I found a comment on The Cherno’s video from a senior game engine developer that explain this feeling I had while trying to center system design decisions around the Meyers Singleton. This design, with its reliance on static initialization order, feels fragile. What happens if this library is integrated into a much larger system that has its own static nightmares?

Comment

For a more robust and scalable system, I think I’d prefer the Dependency Injection (DI) framework in general. It’s more verbose for the user, but it’s also more explicit and stable. Instead of a factory hiding the creation, the user would create the object themselves and “inject” it into the part of the code that needs it. It also helps in writing complete unit tests.

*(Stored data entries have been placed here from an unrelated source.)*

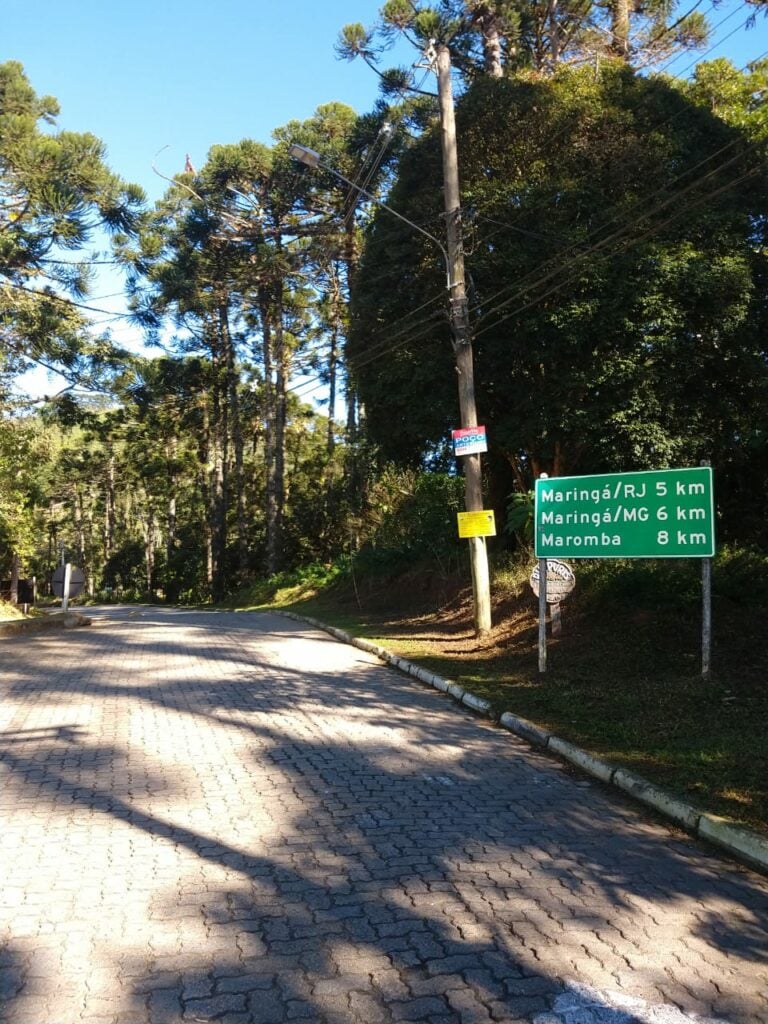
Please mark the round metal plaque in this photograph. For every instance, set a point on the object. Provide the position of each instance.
(560, 581)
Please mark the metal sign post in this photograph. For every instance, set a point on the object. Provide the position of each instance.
(67, 583)
(542, 615)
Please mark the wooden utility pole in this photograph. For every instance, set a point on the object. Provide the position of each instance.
(462, 335)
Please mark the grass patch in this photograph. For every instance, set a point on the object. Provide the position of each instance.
(624, 678)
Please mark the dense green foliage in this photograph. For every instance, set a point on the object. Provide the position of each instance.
(616, 246)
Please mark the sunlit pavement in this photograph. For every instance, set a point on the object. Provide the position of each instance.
(219, 816)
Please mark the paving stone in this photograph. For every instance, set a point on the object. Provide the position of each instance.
(232, 815)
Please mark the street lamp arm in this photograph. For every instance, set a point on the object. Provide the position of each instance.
(312, 159)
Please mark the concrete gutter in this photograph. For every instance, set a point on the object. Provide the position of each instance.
(740, 843)
(40, 624)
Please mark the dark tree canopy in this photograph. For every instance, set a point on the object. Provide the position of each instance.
(614, 236)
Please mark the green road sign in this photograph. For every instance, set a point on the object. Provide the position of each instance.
(667, 513)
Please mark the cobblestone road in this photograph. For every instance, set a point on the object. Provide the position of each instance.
(211, 816)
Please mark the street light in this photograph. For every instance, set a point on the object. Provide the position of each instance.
(454, 258)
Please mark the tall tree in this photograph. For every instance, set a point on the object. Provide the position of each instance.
(617, 268)
(55, 195)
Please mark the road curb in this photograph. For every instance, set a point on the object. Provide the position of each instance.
(740, 843)
(53, 621)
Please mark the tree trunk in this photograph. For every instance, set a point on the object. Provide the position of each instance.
(238, 444)
(620, 28)
(110, 508)
(270, 487)
(219, 474)
(333, 355)
(15, 569)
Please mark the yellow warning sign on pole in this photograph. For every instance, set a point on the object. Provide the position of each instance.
(476, 523)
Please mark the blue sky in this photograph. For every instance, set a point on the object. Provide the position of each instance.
(179, 77)
(145, 75)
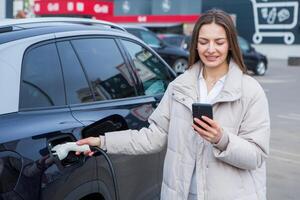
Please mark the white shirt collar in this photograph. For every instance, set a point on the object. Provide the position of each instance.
(206, 97)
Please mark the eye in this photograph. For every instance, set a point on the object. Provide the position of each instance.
(202, 42)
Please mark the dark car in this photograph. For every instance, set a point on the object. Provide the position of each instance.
(176, 57)
(68, 79)
(254, 60)
(179, 40)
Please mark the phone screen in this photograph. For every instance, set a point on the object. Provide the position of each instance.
(202, 109)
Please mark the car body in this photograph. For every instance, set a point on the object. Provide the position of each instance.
(176, 57)
(67, 79)
(255, 61)
(180, 40)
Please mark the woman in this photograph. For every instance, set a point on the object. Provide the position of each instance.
(225, 159)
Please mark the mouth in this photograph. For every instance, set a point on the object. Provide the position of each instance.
(211, 58)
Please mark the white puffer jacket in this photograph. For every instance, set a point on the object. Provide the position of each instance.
(233, 169)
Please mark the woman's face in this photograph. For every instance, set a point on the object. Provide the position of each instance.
(213, 46)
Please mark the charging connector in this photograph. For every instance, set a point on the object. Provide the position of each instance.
(62, 150)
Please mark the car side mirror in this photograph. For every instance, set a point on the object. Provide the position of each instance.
(162, 44)
(10, 171)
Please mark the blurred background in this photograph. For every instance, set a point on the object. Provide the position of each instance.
(268, 24)
(269, 36)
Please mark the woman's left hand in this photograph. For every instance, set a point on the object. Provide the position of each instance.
(211, 132)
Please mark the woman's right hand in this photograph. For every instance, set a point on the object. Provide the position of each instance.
(91, 141)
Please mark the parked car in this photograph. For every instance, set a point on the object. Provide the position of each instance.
(179, 40)
(66, 79)
(254, 60)
(176, 57)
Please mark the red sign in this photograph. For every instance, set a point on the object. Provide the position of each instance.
(73, 7)
(103, 10)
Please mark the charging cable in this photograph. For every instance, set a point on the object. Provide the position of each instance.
(62, 150)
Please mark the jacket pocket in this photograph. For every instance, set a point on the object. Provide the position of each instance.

For example, main.cpp might look like this with DI:

#include "matrix_transform/matrix_types.hpp"
#include "matrix_core/cublas_multiplier.hpp" // User directly includes what they need
#include <iostream>

//

int main() {
    // Parse config.json
    // Create Logger instance
    // etc.

    // The user explicitly creates the dependency.
    auto my_multiplier = std::make_unique<MatrixTransform::cuBLASMultiplier>(logger, config_options);
    
    // The dependency is "injected" into the function that needs it.
    run_benchmark(*my_multiplier);
    
    return 0;
}

Ultimately, I agree with the sentiment that if a pattern isn’t robust enough for a large-scale project, there probably isn’t a good reason to use it on a small scale either without significant benefit (which there isn’t in this case). The Cherno’s video discussed other ways to handle singletons that might be better than the Meyers approach, and I think exploring those options alongside DI would be the next logical step. However, I’ll leave that for further exploration. For now, I think this exploration has been quite fruitful, and at the very least, I’ve grown more comfortable with how C++ developers think about design.

Thanks, and let me know if you have any feedback!